The present owner of the castle is Alexander, 9th Marquess Conyngham - the eldest son of Lord Conyngham is Rory, Earl of Mount Charles.

In 1984, Irish band U2 took up residence at the castle to write and record their album The Unforgettable Fire.

In 1991, a fire in the castle caused extensive damage to the building and completely gutted the eastern section facing the River Boyne. The castle reopened in 2001 after the completion of a ten-year restoration programme. In 2003, a cannon associated with the castle was found in the nearby River Boyne.

In 2025, Slane Castle was chosen as the main filming location for the reality show The Traitors Ireland.

==Concerts at Slane==

Since 1981, the grounds of Slane Castle have been used to host rock concerts. The natural amphitheatre has an 80,000 person capacity. The concerts were launched by the then Earl of Mount Charles (1951-2025; popularly known for several decades as Henry Mount Charles or Henry Mountcharles; from March 2009, he was known as The 8th Marquess Conyngham), the then owner of the castle.
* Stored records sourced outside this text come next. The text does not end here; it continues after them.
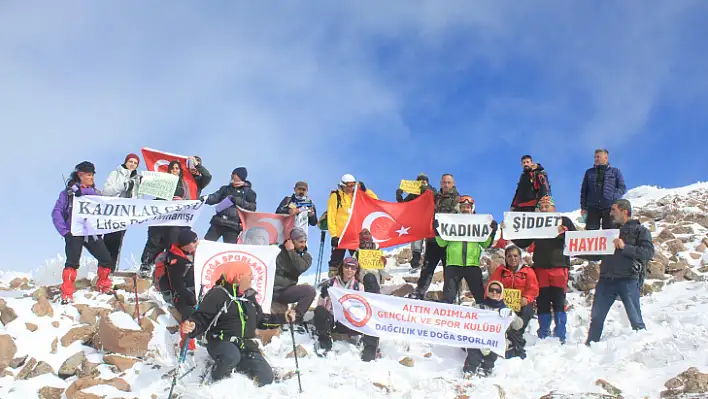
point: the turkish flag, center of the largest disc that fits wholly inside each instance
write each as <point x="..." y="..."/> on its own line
<point x="390" y="223"/>
<point x="157" y="161"/>
<point x="264" y="228"/>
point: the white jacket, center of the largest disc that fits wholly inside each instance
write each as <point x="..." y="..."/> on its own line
<point x="118" y="181"/>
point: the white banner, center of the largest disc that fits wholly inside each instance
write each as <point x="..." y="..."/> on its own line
<point x="212" y="258"/>
<point x="523" y="225"/>
<point x="158" y="184"/>
<point x="590" y="242"/>
<point x="464" y="227"/>
<point x="96" y="215"/>
<point x="413" y="320"/>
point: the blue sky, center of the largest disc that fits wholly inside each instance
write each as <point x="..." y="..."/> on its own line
<point x="382" y="90"/>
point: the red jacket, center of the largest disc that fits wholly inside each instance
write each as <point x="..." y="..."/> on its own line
<point x="524" y="280"/>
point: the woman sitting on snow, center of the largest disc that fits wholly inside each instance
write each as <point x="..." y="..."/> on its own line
<point x="346" y="278"/>
<point x="518" y="276"/>
<point x="81" y="182"/>
<point x="481" y="361"/>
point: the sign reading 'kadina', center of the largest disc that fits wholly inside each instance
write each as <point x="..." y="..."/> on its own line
<point x="390" y="223"/>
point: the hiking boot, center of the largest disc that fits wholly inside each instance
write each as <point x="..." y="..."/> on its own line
<point x="68" y="277"/>
<point x="103" y="284"/>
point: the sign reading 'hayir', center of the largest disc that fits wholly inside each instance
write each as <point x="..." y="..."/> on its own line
<point x="464" y="227"/>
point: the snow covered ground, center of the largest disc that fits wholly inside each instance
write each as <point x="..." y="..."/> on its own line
<point x="639" y="363"/>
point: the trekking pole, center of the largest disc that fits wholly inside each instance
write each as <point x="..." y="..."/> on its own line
<point x="318" y="270"/>
<point x="183" y="352"/>
<point x="137" y="300"/>
<point x="297" y="366"/>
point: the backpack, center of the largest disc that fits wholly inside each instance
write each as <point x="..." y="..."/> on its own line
<point x="160" y="271"/>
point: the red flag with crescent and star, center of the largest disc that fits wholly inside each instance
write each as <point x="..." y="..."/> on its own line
<point x="158" y="161"/>
<point x="390" y="223"/>
<point x="264" y="228"/>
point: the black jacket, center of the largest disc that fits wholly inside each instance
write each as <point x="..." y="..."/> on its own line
<point x="229" y="323"/>
<point x="243" y="197"/>
<point x="284" y="207"/>
<point x="631" y="261"/>
<point x="289" y="265"/>
<point x="548" y="252"/>
<point x="533" y="185"/>
<point x="179" y="276"/>
<point x="411" y="197"/>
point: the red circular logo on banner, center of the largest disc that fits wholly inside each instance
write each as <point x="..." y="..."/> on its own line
<point x="356" y="309"/>
<point x="217" y="264"/>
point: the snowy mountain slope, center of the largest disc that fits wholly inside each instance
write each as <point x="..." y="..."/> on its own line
<point x="675" y="310"/>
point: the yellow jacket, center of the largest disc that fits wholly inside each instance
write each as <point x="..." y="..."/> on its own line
<point x="337" y="217"/>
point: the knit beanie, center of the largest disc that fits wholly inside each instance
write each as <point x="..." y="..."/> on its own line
<point x="241" y="172"/>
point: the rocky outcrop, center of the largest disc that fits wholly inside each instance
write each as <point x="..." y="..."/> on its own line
<point x="7" y="314"/>
<point x="8" y="349"/>
<point x="117" y="340"/>
<point x="689" y="382"/>
<point x="82" y="333"/>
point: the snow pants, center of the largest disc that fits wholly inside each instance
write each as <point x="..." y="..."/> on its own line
<point x="228" y="356"/>
<point x="606" y="290"/>
<point x="303" y="294"/>
<point x="73" y="245"/>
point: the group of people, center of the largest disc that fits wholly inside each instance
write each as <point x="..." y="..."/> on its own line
<point x="544" y="283"/>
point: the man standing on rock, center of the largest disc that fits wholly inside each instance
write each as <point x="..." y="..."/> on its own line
<point x="533" y="185"/>
<point x="621" y="272"/>
<point x="416" y="246"/>
<point x="445" y="202"/>
<point x="602" y="186"/>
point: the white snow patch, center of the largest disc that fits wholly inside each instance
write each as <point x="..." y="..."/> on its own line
<point x="124" y="320"/>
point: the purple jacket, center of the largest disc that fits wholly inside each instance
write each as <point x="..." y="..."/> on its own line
<point x="61" y="214"/>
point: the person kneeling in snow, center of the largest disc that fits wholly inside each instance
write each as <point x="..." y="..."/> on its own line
<point x="229" y="316"/>
<point x="514" y="274"/>
<point x="292" y="261"/>
<point x="481" y="361"/>
<point x="346" y="278"/>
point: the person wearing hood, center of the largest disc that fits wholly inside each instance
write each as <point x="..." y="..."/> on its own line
<point x="226" y="223"/>
<point x="81" y="182"/>
<point x="480" y="362"/>
<point x="623" y="272"/>
<point x="463" y="259"/>
<point x="532" y="186"/>
<point x="338" y="207"/>
<point x="551" y="268"/>
<point x="123" y="182"/>
<point x="514" y="274"/>
<point x="300" y="206"/>
<point x="347" y="277"/>
<point x="416" y="246"/>
<point x="229" y="315"/>
<point x="445" y="202"/>
<point x="291" y="263"/>
<point x="602" y="186"/>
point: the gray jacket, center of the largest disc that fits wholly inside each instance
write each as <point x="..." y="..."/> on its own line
<point x="118" y="184"/>
<point x="631" y="261"/>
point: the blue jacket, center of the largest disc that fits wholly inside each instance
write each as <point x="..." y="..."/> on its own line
<point x="592" y="196"/>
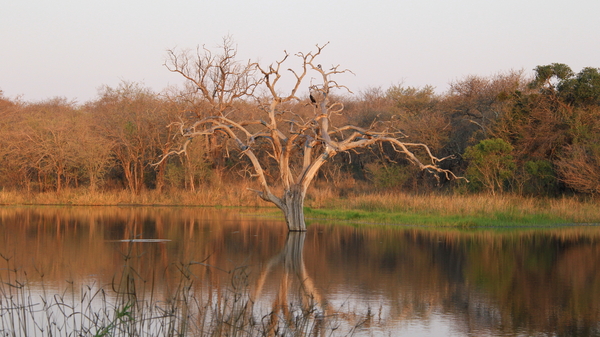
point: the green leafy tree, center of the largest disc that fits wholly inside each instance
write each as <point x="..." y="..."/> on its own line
<point x="491" y="164"/>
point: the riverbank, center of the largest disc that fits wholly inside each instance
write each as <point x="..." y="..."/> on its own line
<point x="378" y="207"/>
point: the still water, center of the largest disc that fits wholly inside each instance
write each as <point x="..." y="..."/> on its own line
<point x="376" y="280"/>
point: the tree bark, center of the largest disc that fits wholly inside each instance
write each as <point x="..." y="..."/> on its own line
<point x="294" y="208"/>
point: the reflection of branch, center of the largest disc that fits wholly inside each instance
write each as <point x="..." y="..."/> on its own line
<point x="293" y="265"/>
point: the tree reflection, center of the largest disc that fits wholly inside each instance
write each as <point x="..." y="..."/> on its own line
<point x="294" y="281"/>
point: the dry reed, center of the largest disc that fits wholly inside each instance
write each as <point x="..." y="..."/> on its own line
<point x="570" y="209"/>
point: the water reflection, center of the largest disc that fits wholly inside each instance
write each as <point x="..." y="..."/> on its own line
<point x="412" y="281"/>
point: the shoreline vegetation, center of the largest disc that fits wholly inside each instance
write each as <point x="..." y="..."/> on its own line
<point x="383" y="207"/>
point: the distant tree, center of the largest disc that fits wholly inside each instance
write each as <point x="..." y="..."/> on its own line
<point x="491" y="164"/>
<point x="297" y="141"/>
<point x="132" y="118"/>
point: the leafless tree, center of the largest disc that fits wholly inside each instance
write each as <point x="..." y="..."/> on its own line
<point x="297" y="143"/>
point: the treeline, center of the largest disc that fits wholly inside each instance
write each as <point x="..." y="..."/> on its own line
<point x="535" y="136"/>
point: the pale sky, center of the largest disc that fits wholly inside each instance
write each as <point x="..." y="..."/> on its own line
<point x="70" y="48"/>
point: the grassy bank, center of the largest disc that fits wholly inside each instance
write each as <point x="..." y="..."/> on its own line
<point x="377" y="207"/>
<point x="458" y="210"/>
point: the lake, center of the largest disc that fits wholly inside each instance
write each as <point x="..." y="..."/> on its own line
<point x="202" y="267"/>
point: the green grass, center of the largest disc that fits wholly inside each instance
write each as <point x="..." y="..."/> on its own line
<point x="434" y="218"/>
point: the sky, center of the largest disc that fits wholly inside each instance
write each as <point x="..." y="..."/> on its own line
<point x="71" y="48"/>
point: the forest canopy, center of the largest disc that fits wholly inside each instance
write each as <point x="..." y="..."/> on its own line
<point x="536" y="136"/>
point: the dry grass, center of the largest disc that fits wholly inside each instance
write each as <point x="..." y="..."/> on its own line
<point x="327" y="197"/>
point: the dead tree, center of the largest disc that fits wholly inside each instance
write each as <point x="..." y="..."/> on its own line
<point x="298" y="144"/>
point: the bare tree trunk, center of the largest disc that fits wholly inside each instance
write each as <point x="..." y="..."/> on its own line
<point x="294" y="208"/>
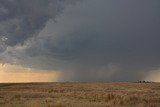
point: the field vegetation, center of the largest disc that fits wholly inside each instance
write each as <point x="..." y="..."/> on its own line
<point x="67" y="94"/>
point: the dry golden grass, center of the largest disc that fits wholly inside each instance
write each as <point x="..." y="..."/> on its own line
<point x="80" y="95"/>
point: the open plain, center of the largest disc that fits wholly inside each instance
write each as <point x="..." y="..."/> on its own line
<point x="76" y="94"/>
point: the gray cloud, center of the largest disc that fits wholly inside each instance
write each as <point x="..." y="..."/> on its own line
<point x="90" y="41"/>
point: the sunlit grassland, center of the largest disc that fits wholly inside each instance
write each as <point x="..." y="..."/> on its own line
<point x="80" y="94"/>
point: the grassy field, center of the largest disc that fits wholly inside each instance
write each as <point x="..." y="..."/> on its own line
<point x="80" y="95"/>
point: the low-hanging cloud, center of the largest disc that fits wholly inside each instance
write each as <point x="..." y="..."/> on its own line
<point x="89" y="41"/>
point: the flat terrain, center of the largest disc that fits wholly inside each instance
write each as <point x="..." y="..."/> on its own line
<point x="80" y="95"/>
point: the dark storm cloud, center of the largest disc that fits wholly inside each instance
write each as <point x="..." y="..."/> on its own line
<point x="22" y="19"/>
<point x="95" y="41"/>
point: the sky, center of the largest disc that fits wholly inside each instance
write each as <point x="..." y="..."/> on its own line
<point x="79" y="40"/>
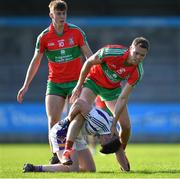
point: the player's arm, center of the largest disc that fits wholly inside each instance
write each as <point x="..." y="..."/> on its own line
<point x="86" y="51"/>
<point x="31" y="72"/>
<point x="79" y="107"/>
<point x="93" y="60"/>
<point x="120" y="104"/>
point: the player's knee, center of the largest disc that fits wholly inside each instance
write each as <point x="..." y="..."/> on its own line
<point x="52" y="121"/>
<point x="126" y="127"/>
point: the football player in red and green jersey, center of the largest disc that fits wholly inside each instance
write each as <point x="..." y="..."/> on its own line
<point x="64" y="45"/>
<point x="102" y="75"/>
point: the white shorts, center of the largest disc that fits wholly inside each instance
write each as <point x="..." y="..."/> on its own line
<point x="58" y="139"/>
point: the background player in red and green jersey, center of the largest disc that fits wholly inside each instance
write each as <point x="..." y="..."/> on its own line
<point x="102" y="74"/>
<point x="64" y="44"/>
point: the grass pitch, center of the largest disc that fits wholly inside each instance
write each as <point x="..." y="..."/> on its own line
<point x="147" y="161"/>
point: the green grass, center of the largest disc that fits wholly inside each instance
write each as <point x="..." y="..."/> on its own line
<point x="147" y="161"/>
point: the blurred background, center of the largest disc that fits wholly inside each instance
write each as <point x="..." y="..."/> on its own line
<point x="154" y="105"/>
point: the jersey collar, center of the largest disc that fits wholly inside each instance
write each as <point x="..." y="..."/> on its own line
<point x="52" y="30"/>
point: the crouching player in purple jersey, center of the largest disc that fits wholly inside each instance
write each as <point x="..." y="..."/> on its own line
<point x="97" y="122"/>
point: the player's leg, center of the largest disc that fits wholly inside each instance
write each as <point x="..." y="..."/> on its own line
<point x="76" y="124"/>
<point x="122" y="160"/>
<point x="55" y="167"/>
<point x="124" y="122"/>
<point x="54" y="108"/>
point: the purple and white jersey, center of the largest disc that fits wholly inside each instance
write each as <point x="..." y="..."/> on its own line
<point x="98" y="122"/>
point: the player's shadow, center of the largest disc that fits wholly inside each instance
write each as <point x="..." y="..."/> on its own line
<point x="155" y="171"/>
<point x="144" y="171"/>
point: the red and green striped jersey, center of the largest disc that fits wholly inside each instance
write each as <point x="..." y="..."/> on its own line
<point x="114" y="68"/>
<point x="63" y="52"/>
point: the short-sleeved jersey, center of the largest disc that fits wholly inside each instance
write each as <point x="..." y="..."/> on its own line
<point x="98" y="122"/>
<point x="114" y="68"/>
<point x="63" y="52"/>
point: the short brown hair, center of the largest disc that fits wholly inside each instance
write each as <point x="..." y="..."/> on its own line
<point x="142" y="42"/>
<point x="58" y="5"/>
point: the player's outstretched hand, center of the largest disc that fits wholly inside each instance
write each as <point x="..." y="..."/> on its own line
<point x="113" y="130"/>
<point x="21" y="94"/>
Performers who have headlined Slane concerts since 1981 include Thin Lizzy, The Rolling Stones, U2, Guns N' Roses, Metallica, Red Hot Chili Peppers, Oasis, Queen, David Bowie, Neil Young, Bryan Adams, Bob Dylan, Bruce Springsteen, Robbie Williams, Madonna, R.E.M. On 28 May 2011, Kings Of Leon headlined the 30th anniversary event at Slane Castle.
Harry Styles performed in June 2023.

Celtic Woman filmed their second DVD at Slane Castle, called Celtic Woman: A New Journey in August 2006, and in 2001 U2 filmed the DVD U2 Go Home: Live From Slane Castle, which was released in 2003. They also recorded their 1984 album, The Unforgettable Fire, there while taking up residence for a time. Red Hot Chili Peppers also have a concert DVD from their 2003 set at Slane. Parts of Madonna's documentary-film I'm Going to Tell You a Secret were filmed at Slane Castle in 2004. Bon Jovi performed at Slane Castle in June 2013.